= Jon McCormack =

Photographer, conservationist, Apple Engineer

Jon McCormack is an Australian conservation photographer, explorer, and technology executive now based in the US. He is vice president of camera and photo software engineering at Apple Inc., where he leads development of the camera system for the iPhone. He is a Fellow of the Royal Geographical Society and a member of The Explorers Club. His photography has been published by TIME, The New York Times, The Wall Street Journal, The Guardian, CNN, The Telegraph, National Geographic, and UNESCO.

== Early life and education ==
McCormack grew up on a sheep, cattle, and wheat farm in Surat, outside of Toowoomba, Queensland, Australia. His first camera, a fully manual model with an external light meter, was gifted by his father, who encouraged him to use it. Living an hour and a half's drive from the nearest place to develop film meant that a month could pass between taking a photograph and seeing the result. He has described that experience as instilling an intentional approach to his photography: "Photography was this very slow and very thoughtful process.

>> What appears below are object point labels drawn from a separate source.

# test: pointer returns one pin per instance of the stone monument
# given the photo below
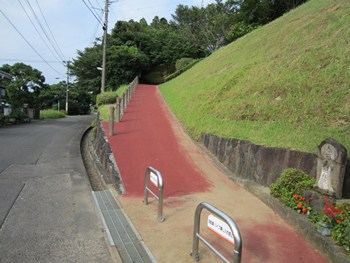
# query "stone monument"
(331, 165)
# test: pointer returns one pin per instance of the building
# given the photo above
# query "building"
(4, 106)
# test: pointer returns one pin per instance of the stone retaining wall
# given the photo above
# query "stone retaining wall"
(105, 159)
(262, 164)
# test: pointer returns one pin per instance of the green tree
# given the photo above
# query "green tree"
(85, 68)
(123, 64)
(25, 87)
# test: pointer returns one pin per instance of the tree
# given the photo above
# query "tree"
(205, 27)
(84, 67)
(124, 64)
(25, 87)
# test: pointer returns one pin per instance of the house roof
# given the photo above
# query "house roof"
(4, 74)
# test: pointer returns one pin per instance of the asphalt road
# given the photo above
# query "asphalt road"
(47, 213)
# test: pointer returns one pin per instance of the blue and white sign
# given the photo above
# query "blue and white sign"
(220, 228)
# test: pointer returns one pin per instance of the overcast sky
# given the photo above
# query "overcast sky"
(69, 25)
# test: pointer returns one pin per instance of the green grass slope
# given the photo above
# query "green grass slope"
(286, 84)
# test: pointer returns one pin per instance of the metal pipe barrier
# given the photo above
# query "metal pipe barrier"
(156, 178)
(226, 229)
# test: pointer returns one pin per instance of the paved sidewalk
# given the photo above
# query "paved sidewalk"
(149, 135)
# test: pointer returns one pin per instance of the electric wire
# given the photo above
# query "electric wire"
(94, 35)
(101, 23)
(37, 30)
(53, 37)
(42, 28)
(29, 43)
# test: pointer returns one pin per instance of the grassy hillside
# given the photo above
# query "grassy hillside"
(286, 84)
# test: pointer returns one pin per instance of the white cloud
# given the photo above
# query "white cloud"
(73, 26)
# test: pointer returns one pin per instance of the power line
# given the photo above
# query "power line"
(42, 28)
(92, 12)
(29, 43)
(37, 30)
(42, 14)
(30, 60)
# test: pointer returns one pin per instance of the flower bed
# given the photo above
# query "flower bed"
(290, 190)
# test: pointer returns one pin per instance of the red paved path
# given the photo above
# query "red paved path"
(144, 138)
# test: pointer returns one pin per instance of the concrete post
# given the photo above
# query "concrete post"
(111, 121)
(117, 110)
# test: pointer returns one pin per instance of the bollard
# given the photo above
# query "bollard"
(111, 121)
(117, 110)
(125, 102)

Film cost money and developing cost money and, growing up in the bush, there wasn't a tremendous amount of that to go around either."

McCormack earned a Bachelor of Computer Science with first class honours from the University of Queensland.

==Career==
McCormack joined Apple Inc. in April 2018 as vice president of camera and photo software engineering, having previously served as Chief Technology Officer of Amazon Devices and in senior roles at Google and Hewlett Packard. At Apple, he now oversees the development of iPhone camera software, with an emphasis on computational photography. He has described Apple's design philosophy as rooted in "humanity and the human experience", with the goal of enabling anyone to take high-quality photographs without needing technical knowledge.

He has been cited in technology press coverage in connection with major iPhone launches, including the iPhone 12 in 2020, the iPhone 15 in 2023, and the iPhone 17 in 2025. In 2025, he was named in The Australians Top 100 Innovators list.

McCormack has been serious about photography for over 40 years, describing himself as a "pattern photographer," with a focus on natural geometries, from microscopic details to vast aerial landscapes.

== Memberships ==
He is also a fellow of the Royal Geographical Society and a member of The Explorers Club.

==Bibliography==

- Patterns: Art of the Natural World (Damiani, 2026; ISBN 978-88-6208-857-2)

McCormack's first monograph was published by Damiani on Earth Day (22 April 2026) and contains 90 photographs across 168 pages, spanning six continents and scales from microscopic imagery to aerial landscapes. It was featured in National Geographic, The Times, and Euronews and includes essays by biologist David George Haskell, National Geographic Explorers Wade Davis and Sylvia Earle, photographer Ami Vitale, and Rainforest Alliance founder Daniel Katz. All proceeds from sales benefit Vital Impacts, a women-led nonprofit that supports conservation storytelling.